A second reason is that a balancing shunt can be stuck on, so that it is always draining that group. It's rare, but it happens. Easy test for this is leave the BMS connected after charging and balancing, and if after several days one of the groups is lower than others, then recharge and rebalance, and then disconnect the BMS from the pack, and if after the same time period none of the groups have changed, then the BMS is at fault. If the same groups change to the same voltages, then the cell groups are at fault.

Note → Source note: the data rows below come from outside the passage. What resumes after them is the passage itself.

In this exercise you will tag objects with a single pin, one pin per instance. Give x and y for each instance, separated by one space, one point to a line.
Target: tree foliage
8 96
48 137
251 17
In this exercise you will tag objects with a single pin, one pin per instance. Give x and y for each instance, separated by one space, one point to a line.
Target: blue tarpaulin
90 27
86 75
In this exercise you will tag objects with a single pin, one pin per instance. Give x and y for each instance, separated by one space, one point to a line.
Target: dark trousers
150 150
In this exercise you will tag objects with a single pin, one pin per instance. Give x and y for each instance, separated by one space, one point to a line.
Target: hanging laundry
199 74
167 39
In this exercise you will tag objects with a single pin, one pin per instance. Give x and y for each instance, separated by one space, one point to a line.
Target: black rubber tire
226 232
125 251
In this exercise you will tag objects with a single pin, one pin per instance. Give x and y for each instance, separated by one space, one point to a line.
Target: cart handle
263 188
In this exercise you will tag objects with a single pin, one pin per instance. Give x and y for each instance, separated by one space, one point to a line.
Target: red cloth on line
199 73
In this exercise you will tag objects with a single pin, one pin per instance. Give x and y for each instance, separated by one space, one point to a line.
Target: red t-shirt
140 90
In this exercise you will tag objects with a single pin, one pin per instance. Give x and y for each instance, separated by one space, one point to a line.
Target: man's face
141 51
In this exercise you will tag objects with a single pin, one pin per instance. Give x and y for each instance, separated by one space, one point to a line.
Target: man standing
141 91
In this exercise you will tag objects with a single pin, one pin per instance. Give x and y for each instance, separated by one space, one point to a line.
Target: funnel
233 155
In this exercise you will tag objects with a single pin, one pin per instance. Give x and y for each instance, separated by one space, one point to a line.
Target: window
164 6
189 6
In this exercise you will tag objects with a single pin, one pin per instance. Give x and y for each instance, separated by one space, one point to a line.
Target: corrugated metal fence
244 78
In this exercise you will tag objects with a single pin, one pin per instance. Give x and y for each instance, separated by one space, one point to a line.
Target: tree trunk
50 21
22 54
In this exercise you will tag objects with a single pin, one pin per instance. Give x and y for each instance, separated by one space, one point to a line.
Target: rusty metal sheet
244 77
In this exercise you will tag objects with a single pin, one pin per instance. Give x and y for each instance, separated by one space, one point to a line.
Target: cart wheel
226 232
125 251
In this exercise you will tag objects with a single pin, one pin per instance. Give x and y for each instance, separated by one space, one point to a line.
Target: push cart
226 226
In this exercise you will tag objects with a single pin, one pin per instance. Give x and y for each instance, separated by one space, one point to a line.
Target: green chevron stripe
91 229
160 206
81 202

YOu can always keep using a mismatched-cell or defective pack, letting the BMS balance every time, or you can always bruteforce balance it with individual group chargers, but finding and fixing the problem is a better solution. :)

Lurkin   100 kW

100 kW
Posts: 1428
Joined: Jan 18 2015 4:31pm
Location: Melbourne, VIC, AUS

Re: Expected BMS Behaviour

Post by Lurkin » Jan 27 2019 12:18am

This battery was originally intended for a bike which would be used for commuting. Periodically I work crazy hours and its very easy to make mistakes when I am that tired. Equally any time I spend error checking or being less confident is less charge time.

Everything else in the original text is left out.